Paul (Delroy Lindo), Otis (Clarke Peters), Melvin (Isiah Whitlock Jr.) and Eddie (Norm Lewis) were all soldiers together in the Vietnam War in the 1st Infantry Division. Their squad leader Norman (Chadwick Boseman) was killed in action shortly after their successful location of a downed CIA plane with gold bars brought as payment to their local Lahu allies against the Viet Cong. Decades later, the surviving veterans, who call themselves the Bloods, return to Vietnam in search of Norman’s body. Paul’s son David (Jonathan Majors) tags along without his father’s approval, and the group of five set out to find the site of the plane, never sure of who they can trust along the way.
This film’s release comes at a powerful moment in this country’s being, and it most strongly stands an example of learning about black history. This film provides an educational framework, through Norman teaching his soldiers and the older characters reflecting on their experiences, about how black Americans were disproportionately sent to fight in Vietnam, looked down upon by the people they encountered there, and discriminated against even in light of their service once they returned to America. This is also an opportunity to give deep, complex leading roles to established black actors often relegated to supporting parts, particularly Lindo and Peters.

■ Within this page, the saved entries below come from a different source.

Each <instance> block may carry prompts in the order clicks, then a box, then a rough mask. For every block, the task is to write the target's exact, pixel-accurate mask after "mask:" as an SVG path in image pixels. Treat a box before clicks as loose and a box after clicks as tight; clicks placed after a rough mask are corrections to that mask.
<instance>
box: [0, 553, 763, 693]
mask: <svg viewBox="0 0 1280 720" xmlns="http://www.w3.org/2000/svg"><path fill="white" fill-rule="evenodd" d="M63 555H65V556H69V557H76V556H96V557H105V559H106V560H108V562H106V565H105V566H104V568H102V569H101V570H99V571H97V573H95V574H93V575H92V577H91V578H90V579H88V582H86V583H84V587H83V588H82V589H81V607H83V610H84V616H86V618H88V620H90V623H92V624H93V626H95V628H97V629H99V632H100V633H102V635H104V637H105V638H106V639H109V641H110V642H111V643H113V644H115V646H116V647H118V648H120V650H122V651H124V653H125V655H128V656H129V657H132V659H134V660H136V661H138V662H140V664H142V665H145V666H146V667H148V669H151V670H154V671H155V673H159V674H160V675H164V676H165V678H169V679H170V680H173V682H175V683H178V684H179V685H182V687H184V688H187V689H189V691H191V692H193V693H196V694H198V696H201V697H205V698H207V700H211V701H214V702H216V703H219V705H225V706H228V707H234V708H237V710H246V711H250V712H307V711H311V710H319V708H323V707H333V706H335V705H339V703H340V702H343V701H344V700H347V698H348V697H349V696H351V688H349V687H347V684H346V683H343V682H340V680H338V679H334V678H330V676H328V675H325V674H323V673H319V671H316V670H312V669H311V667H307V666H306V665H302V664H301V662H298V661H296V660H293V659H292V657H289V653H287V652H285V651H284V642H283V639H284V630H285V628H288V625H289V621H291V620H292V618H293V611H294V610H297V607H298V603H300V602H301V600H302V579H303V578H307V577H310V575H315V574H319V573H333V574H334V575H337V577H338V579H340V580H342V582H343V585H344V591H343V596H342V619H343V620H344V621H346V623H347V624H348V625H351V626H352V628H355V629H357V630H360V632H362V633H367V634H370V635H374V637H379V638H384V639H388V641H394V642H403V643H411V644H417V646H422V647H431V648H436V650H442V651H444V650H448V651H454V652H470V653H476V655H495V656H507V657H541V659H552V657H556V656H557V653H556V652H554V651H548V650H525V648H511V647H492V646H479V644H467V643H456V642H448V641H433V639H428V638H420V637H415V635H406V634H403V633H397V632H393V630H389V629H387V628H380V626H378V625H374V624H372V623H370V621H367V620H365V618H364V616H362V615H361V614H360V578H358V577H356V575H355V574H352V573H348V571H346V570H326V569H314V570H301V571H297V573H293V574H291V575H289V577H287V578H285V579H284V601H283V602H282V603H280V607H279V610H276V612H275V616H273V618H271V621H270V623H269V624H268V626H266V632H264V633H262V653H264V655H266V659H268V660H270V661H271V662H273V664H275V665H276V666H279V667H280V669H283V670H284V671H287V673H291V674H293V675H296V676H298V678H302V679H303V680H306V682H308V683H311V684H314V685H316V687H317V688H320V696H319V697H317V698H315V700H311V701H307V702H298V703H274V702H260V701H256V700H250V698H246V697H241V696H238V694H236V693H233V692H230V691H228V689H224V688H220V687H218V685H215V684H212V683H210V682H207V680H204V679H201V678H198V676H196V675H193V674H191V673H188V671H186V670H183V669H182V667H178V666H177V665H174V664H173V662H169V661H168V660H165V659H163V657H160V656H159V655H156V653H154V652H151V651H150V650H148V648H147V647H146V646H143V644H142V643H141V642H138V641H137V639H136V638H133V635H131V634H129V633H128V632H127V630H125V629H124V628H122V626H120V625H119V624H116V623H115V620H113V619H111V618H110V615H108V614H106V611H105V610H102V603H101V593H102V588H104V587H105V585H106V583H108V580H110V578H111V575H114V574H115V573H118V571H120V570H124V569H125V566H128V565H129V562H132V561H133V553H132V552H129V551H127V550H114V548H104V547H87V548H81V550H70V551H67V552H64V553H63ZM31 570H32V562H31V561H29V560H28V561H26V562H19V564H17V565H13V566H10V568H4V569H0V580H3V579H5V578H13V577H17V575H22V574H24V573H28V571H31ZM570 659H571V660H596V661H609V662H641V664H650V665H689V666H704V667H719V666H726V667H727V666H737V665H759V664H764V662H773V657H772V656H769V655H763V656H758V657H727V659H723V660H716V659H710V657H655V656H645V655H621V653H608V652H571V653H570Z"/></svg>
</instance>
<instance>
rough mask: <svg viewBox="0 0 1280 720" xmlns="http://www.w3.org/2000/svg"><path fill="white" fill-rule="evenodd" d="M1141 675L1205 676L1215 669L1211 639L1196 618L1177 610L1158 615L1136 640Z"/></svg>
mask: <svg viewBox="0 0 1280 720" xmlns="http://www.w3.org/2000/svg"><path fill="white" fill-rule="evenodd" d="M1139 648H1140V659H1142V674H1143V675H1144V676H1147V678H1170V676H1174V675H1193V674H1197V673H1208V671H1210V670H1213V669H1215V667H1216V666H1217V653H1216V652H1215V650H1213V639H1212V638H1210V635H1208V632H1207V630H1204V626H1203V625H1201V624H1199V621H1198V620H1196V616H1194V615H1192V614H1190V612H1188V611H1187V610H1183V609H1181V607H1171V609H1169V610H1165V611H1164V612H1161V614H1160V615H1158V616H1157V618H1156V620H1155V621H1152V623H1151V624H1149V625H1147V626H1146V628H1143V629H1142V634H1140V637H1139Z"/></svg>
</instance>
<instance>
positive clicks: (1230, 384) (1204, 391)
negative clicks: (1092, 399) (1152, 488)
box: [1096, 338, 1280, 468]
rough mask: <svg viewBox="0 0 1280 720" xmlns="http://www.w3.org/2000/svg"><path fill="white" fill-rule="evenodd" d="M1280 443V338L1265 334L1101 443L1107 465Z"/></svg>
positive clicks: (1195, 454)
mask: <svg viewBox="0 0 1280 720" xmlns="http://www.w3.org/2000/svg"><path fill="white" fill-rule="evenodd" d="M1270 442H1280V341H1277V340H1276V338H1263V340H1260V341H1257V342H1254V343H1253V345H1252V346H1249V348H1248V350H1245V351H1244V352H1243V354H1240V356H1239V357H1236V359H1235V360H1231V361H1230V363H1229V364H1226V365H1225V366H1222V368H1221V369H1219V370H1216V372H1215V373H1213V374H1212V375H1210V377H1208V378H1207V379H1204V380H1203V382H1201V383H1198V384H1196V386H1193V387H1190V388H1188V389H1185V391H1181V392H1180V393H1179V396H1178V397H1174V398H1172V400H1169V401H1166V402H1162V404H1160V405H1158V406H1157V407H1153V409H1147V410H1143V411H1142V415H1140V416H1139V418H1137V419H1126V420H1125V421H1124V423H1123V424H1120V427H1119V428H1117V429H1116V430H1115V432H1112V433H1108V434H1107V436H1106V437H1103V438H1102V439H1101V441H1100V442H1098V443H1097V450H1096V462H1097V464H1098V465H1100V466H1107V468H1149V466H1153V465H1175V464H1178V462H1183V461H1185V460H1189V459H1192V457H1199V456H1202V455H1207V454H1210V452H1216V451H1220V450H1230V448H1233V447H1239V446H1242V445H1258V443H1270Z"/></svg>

As he did in “BlacKkKlansman,” Lee knows how to poignantly and devastatingly drive home a message with a quick cut to real-life footage that shows how racism and violence aren’t even hidden from the masses, just brushed under the rug and considered forgotten. The story here is considerably more free-flowing, and it’s difficult to defend its 154-minute running time as well as some of its plot elements. But ultimately it’s a film that comes at just the right time to ensure conversation around it, more memorable for the right reasons – an emphatic defense of black existence and the enduring right for everyone to tell and frame their own stories – than any lackluster cinematic devices or storytelling decisions.